With this panel, English “communicates the horrific, specific reality of 9/11,” Alberts said.
At the same time, English “also asks readers to connect their often-localized reactions … with those of others beyond the geographical boundaries of New York and the temporal moment of Sept. 11, 2001.
“The allusion to Munch turns the American gaze not only inward on its own national pain, but also outward to a human experience of pain that transcends historical or national boundaries,” Alberts noted.
Such is art’s power to enrich understanding beyond what a news photo or video typically can convey.
Letting art teach
The second example that Alberts highlighted – Baader-Meinhof, a short story by Don DeLillo that was first published in the The New Yorker in March of 2002 – also harkens back to an earlier work of art.
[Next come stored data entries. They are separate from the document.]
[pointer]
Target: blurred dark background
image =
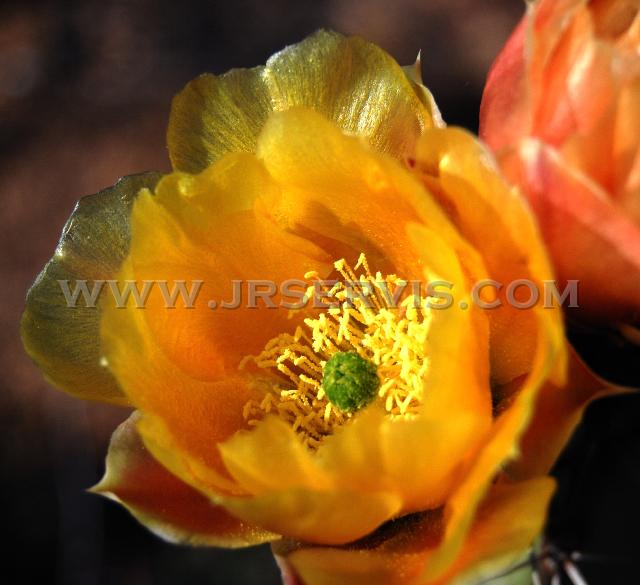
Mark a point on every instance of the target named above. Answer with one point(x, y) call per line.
point(85, 90)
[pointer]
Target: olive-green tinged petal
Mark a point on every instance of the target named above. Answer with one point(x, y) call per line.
point(352, 82)
point(65, 341)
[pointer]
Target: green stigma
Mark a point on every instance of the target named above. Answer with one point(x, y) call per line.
point(349, 381)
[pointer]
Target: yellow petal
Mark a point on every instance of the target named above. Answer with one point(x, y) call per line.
point(204, 228)
point(344, 196)
point(164, 504)
point(350, 81)
point(64, 341)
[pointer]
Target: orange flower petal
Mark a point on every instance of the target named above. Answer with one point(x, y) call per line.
point(164, 504)
point(588, 224)
point(504, 116)
point(331, 517)
point(506, 524)
point(344, 196)
point(183, 417)
point(462, 174)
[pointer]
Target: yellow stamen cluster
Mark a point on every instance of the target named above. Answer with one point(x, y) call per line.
point(368, 315)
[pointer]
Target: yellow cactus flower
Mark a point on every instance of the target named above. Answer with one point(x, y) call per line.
point(374, 436)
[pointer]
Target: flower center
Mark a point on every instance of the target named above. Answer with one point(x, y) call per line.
point(366, 349)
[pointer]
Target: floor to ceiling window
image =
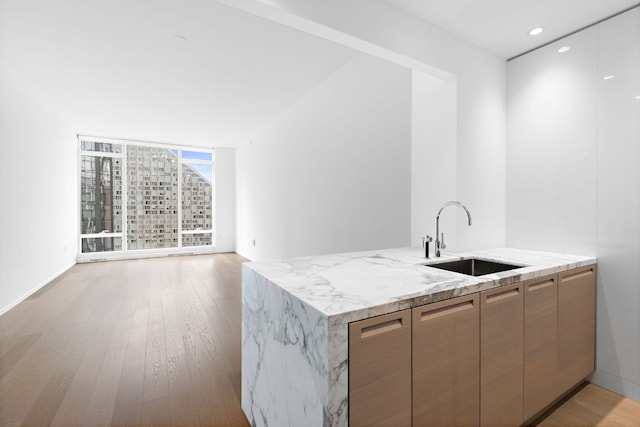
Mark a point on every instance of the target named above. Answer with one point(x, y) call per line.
point(139, 197)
That earlier work is Gerhard Richter’s portraits of the slain members of the Baader-Meinhof Group, the militant organization that terrorized Germany in the 1970s and 80s.
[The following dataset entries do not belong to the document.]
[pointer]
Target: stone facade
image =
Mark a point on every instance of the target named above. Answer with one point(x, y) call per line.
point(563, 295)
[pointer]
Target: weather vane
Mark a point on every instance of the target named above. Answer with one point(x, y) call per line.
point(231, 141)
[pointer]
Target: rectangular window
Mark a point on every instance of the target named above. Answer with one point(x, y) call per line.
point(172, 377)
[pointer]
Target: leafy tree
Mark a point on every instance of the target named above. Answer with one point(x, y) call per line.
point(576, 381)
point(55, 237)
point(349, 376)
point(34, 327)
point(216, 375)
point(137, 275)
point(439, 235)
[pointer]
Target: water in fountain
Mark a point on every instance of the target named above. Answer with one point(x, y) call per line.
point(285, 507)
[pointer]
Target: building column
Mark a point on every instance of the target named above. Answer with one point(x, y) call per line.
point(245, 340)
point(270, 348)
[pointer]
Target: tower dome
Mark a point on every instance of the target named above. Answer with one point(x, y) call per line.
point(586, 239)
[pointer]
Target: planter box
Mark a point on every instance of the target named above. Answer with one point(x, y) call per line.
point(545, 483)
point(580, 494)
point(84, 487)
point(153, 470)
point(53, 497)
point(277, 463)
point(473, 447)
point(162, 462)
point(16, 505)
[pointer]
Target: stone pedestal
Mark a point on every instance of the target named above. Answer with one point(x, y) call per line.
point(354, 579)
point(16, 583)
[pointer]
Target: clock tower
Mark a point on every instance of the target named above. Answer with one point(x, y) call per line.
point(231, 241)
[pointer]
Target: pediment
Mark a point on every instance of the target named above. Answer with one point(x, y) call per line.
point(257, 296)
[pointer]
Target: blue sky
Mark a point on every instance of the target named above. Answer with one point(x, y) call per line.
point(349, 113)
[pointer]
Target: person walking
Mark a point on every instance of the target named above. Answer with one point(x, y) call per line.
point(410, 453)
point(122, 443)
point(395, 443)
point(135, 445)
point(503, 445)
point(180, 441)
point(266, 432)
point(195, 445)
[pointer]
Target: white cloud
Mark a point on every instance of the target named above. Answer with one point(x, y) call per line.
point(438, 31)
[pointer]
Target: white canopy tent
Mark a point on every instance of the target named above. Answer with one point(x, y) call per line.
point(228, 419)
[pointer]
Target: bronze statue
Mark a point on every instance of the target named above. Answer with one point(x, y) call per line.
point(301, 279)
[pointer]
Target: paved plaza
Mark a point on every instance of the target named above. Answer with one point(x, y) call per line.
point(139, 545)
Those portraits now are part of the Museum of Modern Art’s permanent collection. They’re a challenging work, in part because they refuse to pass judgment on the terrorists’ ideology or actions.
And in a gesture that took political courage, coming as it did so soon after 9/11, the New York City-based MoMA put the portraits on display in 2002.
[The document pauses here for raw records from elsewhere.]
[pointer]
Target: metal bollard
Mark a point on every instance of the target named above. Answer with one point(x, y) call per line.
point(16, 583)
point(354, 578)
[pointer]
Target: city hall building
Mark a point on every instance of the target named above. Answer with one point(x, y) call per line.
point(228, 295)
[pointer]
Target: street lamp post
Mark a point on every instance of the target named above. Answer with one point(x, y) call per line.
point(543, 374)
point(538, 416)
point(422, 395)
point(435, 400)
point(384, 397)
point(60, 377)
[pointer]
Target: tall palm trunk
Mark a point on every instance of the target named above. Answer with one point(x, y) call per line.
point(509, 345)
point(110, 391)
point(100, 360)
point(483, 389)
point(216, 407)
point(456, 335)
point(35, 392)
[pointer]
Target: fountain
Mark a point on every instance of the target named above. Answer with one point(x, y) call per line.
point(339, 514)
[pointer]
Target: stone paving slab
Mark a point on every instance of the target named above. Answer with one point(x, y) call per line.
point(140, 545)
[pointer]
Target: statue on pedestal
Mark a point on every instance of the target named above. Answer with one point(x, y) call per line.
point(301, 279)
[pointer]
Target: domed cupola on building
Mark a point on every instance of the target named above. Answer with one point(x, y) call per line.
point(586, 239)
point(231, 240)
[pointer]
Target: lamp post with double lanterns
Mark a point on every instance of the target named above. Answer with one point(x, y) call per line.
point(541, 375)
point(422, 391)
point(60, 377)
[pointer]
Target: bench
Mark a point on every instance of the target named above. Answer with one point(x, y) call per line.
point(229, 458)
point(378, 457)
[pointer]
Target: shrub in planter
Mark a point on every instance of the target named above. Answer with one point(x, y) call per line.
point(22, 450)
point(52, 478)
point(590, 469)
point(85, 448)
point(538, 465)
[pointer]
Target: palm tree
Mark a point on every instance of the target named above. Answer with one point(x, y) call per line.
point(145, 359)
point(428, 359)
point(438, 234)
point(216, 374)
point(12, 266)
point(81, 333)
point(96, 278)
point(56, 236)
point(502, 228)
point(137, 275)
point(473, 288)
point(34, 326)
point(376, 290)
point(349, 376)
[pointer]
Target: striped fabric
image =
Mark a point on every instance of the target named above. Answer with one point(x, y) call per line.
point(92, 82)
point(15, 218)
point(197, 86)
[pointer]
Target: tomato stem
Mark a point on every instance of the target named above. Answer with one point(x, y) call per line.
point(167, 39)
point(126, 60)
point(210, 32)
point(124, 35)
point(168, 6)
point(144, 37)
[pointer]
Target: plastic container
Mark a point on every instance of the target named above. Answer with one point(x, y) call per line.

That show provides the setting for Baader-Meinhof‘s opening scene. In the scene, a woman sits in the MoMA gallery, where she has spent much of the past few days. She’s been transfixed by the portraits, especially by their blurriness, complexity and melancholy mood.
Then she’s approached by a man who can’t get beyond that blurriness. This makes him dismiss the artworks as he talks about them with the woman – while also trying to pick her up.
To use an old-fashioned term, the man is a cad. But a key to the story is “how the man starts to evolve through exposure to art and other points of view,” Alberts noted in her talk.
At the end of Baader-Meinhof, the man sits alone in the gallery, and gazes at the paintings almost as intently as the woman had in the opening scene. “He, too, seems to recognize that there is something more to see and understand,” Alberts said.
“He needs to study the paintings and let them teach him something.”
And that’s the key: Slow down, contemplate the artwork and imagery of 9/11, and strive in that study to see “the bigger picture of humanity,” Alberts said.
This is “ethical remembering,” as literary critic Viet Thanh Nguyen has described it, and it can lead to a fuller understanding of events. One way forward is through imagination, Alberts concluded, “often in the form of art like that of Munch, English, Richter or DeLillo. …
“However, art only has this transformative effect if we and future generations are willing to look.”